Ataques aéreos liderados pelos Estados Unidos mataram pelo menos 32 combatentes do Estado Islâmico em bombardeios precisos diretos em Kobani nesta semana, ajudados por uma maior coordenação com forças curdas em solo, disse um grupo que acompanha a situação, após a intensificação das incursões.

HUMEYRA PAMUK E TOM PERRY, REUTERS

15 de outubro de 2014 | 10h46

Autoridades curdas disseram que o principal grupo armado curdo da região, o YPG, estava dando coordenadas dos combatentes do Estado Islâmico em Kobani para a aliança liderada pelos EUA, que está bombardeando o grupo tanto no Iraque quanto na Síria.

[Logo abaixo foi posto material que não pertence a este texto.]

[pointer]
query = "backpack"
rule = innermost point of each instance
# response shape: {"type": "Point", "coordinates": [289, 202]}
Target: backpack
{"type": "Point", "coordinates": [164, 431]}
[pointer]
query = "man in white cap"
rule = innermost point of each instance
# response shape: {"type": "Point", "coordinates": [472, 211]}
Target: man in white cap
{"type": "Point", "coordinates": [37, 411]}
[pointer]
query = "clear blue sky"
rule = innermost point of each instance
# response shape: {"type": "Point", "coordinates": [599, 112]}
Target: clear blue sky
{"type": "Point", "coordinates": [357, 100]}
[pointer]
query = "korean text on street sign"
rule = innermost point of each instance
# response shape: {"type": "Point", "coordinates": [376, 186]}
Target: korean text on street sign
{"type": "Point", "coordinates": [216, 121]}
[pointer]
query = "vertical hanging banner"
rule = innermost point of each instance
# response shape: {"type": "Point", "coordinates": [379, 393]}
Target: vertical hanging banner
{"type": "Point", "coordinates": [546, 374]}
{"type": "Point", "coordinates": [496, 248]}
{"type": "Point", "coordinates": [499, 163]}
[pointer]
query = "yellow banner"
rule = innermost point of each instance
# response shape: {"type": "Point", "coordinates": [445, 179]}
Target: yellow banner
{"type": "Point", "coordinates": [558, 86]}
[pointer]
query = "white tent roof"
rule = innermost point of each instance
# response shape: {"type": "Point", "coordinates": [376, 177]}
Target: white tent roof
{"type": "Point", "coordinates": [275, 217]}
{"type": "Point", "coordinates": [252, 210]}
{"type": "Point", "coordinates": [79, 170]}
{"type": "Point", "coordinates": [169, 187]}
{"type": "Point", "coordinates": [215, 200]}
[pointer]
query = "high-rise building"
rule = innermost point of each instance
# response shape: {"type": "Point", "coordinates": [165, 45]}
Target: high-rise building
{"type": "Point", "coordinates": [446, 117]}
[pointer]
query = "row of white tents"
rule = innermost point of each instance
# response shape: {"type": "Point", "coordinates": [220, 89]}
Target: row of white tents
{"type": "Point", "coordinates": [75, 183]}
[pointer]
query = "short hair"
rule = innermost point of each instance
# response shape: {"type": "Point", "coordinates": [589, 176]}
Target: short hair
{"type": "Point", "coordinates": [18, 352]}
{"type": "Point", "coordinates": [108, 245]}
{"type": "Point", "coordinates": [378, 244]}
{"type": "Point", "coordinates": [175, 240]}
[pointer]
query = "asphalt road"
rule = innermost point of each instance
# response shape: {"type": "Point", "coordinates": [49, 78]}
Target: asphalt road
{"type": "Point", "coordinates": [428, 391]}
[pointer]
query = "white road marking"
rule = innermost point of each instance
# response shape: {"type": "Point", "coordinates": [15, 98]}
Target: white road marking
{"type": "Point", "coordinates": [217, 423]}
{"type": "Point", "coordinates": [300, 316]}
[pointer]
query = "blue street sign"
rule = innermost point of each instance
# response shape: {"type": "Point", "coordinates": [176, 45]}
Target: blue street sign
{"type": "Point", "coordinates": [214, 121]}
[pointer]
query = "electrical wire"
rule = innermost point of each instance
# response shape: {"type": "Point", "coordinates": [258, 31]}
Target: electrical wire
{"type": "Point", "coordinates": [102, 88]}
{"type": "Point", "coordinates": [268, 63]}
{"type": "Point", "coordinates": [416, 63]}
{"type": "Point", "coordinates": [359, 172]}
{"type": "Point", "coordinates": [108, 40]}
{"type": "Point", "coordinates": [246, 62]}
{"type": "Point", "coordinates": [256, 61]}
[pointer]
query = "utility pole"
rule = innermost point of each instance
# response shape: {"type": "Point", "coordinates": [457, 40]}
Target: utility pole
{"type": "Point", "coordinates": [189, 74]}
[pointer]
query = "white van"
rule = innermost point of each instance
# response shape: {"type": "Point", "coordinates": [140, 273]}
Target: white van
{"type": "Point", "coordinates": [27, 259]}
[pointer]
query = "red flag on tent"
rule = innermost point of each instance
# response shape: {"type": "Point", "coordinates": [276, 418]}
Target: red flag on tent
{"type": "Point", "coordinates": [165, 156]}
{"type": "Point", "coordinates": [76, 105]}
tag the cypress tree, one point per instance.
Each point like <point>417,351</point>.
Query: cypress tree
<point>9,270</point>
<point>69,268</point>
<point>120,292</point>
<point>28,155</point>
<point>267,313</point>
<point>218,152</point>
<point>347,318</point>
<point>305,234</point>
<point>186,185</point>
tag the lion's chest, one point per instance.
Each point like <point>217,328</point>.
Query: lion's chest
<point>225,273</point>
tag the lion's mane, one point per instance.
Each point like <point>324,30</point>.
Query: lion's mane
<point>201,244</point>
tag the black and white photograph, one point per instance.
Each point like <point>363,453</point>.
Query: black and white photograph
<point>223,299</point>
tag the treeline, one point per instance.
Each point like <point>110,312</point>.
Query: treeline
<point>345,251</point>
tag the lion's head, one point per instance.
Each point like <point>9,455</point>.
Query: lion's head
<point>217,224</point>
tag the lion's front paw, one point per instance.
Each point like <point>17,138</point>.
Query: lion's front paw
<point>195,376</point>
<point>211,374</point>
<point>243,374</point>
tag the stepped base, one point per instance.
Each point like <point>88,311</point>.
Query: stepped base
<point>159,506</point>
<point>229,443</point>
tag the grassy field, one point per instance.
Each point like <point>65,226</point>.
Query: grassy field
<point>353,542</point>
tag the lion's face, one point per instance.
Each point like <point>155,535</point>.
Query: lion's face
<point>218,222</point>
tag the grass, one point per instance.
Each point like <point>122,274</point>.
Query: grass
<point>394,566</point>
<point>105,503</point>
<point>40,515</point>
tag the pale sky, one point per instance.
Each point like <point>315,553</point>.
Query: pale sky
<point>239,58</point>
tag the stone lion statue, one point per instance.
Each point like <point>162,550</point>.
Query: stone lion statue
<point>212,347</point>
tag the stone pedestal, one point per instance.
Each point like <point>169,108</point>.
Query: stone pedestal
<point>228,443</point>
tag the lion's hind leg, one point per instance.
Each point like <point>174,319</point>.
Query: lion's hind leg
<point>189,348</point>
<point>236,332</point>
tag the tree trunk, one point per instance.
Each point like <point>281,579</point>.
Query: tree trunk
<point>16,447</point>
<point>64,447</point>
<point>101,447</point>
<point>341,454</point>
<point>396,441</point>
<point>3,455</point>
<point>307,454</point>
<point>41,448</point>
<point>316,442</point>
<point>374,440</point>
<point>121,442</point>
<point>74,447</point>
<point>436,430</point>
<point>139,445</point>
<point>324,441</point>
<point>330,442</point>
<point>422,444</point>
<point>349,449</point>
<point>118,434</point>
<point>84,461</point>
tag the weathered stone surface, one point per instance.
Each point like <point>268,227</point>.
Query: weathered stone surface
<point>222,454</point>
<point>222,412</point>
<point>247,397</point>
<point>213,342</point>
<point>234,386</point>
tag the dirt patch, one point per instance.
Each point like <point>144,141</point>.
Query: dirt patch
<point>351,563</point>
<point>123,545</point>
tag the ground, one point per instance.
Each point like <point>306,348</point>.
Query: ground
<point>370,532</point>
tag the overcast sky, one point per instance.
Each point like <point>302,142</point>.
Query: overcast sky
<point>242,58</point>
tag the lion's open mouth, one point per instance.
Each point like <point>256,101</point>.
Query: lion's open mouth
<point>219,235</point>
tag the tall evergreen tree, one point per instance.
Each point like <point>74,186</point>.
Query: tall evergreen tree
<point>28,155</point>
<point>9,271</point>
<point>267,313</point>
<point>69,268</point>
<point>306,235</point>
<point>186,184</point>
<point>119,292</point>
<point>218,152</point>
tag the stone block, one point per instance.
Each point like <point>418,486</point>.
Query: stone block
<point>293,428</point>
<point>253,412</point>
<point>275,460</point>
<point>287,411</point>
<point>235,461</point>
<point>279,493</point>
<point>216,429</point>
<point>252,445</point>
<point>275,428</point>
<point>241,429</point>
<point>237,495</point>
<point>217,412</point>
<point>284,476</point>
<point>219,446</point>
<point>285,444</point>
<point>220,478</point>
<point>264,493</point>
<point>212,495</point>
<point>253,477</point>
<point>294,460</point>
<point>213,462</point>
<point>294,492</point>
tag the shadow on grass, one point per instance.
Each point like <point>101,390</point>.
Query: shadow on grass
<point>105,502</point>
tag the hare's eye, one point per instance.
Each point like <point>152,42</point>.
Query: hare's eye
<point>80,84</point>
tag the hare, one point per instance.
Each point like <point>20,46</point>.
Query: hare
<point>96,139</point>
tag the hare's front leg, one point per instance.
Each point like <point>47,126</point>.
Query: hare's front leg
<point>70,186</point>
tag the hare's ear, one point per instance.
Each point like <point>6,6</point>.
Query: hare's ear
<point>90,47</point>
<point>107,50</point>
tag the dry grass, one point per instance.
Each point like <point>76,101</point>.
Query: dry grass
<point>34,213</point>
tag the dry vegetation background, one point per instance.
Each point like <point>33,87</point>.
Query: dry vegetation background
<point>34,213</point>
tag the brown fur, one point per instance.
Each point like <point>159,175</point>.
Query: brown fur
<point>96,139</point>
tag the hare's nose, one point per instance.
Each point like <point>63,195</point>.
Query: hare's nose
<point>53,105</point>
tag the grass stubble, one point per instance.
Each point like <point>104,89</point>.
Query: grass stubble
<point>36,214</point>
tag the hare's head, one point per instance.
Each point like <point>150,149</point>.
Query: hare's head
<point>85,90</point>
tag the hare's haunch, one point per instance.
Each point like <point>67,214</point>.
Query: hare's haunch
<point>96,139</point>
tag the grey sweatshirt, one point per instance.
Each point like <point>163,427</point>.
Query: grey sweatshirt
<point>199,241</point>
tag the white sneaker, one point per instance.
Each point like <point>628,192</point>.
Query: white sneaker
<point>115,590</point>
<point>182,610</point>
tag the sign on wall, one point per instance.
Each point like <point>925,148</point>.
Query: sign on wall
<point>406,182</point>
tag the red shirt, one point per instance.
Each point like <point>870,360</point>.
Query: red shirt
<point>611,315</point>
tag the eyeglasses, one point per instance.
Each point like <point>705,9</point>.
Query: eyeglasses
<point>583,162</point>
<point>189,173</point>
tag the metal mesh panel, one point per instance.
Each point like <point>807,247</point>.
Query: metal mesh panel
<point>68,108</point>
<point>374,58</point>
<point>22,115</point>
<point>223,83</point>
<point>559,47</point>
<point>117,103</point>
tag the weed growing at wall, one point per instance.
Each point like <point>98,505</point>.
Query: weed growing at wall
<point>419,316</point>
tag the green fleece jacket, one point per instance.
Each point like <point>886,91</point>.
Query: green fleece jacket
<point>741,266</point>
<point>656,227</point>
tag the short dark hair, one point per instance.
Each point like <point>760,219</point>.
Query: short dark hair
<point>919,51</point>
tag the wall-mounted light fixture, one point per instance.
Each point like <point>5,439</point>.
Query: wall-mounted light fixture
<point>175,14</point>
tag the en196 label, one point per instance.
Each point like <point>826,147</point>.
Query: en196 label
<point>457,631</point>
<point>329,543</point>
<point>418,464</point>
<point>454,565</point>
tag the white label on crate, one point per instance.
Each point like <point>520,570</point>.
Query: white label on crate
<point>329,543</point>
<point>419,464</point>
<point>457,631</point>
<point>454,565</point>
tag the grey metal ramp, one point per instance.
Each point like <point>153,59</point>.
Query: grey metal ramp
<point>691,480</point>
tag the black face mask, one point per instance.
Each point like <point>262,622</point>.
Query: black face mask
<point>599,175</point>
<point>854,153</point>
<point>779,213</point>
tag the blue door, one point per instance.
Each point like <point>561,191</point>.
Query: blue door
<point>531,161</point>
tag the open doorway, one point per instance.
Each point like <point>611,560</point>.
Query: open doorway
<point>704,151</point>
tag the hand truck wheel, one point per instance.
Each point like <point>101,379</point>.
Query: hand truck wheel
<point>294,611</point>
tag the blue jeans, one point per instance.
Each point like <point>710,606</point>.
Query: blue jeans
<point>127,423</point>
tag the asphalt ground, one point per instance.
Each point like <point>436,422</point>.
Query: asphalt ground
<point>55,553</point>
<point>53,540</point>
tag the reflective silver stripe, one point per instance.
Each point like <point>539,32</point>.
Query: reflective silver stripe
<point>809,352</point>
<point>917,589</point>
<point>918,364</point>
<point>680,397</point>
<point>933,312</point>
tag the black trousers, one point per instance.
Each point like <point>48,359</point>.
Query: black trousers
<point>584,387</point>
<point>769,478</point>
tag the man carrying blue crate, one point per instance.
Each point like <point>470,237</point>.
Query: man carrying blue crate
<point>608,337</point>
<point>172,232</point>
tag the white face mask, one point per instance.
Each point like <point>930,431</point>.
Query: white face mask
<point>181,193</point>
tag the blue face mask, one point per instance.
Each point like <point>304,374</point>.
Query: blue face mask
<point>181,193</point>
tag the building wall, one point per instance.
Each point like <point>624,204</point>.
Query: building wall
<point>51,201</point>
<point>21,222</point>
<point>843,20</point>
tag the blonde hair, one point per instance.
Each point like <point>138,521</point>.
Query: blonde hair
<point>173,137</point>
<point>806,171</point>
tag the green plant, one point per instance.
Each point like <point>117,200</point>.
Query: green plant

“Representantes do YPG dizem à coalizão o local dos alvos do EIIL e eles atacam de acordo”, disse Polat Can, um porta-voz do YPG, à Reuters, usando o acrônimo para o Estado Islâmico.

“Alguns dos combatentes bateram em retirada, mas eles se reagrupam e retornam. Mas, como os ataques aéreos estão sendo operados de modo coordenados, eles acertam bem os alvos”, disse ele.

O grupo curdo tem lutado para defender Kobani, também conhecida como Ayn al-Arab, frente a um ataque do Estado Islâmico, que está mais bem equipado e utiliza tanques, artilharia e caminhões-bomba em uma ofensiva que já dura um mês para tomar a estratégica cidade síria perto da fronteira com a Turquia.

Os rebeldes islâmicos assumiram o controle de boa parte do leste e do sul de Kobani, mas não fizeram muito progresso nesta semana. Forças curdas disseram ter retomado áreas no oeste da cidade.

O Estado Islâmico, um grupo que se separou da rede al Qaeda, tomou grandes faixas territoriais no Iraque e na Síria, em um esforço para refazer o mapa do Oriente Médio de acordo com sua visão extremista do Islã.

Militares dos EUA disseram que a coalizão conduziu 21 ataques sobre os militantes perto de Kobani na segunda e terça-feiras, e aparentemente haviam detido o avanço do EIIL na cidade, mas alertaram que a situação permanecia incerta.

O presidente dos EUA, Barack Obama, expressou profunda preocupação na terça-feira sobre a situação em Kobani, assim como na província de Anbar, no Iraque, na qual tropas dos EUA lutaram para manter sob o controle do governo iraquiano durante a guerra. Agora, a província corre o risco de ser tomada por militantes do Estado Islâmico.

O Observatório Sírio de Direitos Humanos, que monitora a guerra utilizando uma rede de fontes em campo, disse que os ataques aéreos dos aliados mataram um grupo de combatentes do Estado Islâmico a apenas 50 metros de uma posição curda.

Rami Abdulrahman, que gerencia o Observatório, disse que sete combatentes do EIIL foram mortos em combates com curdos nesta quarta-feira - cinco curdos morreram.

“Os ataques aéreos estão mais sérios do que antes porque a coordenação aumentou nos últimos seus dias”, disse Abdulrahman.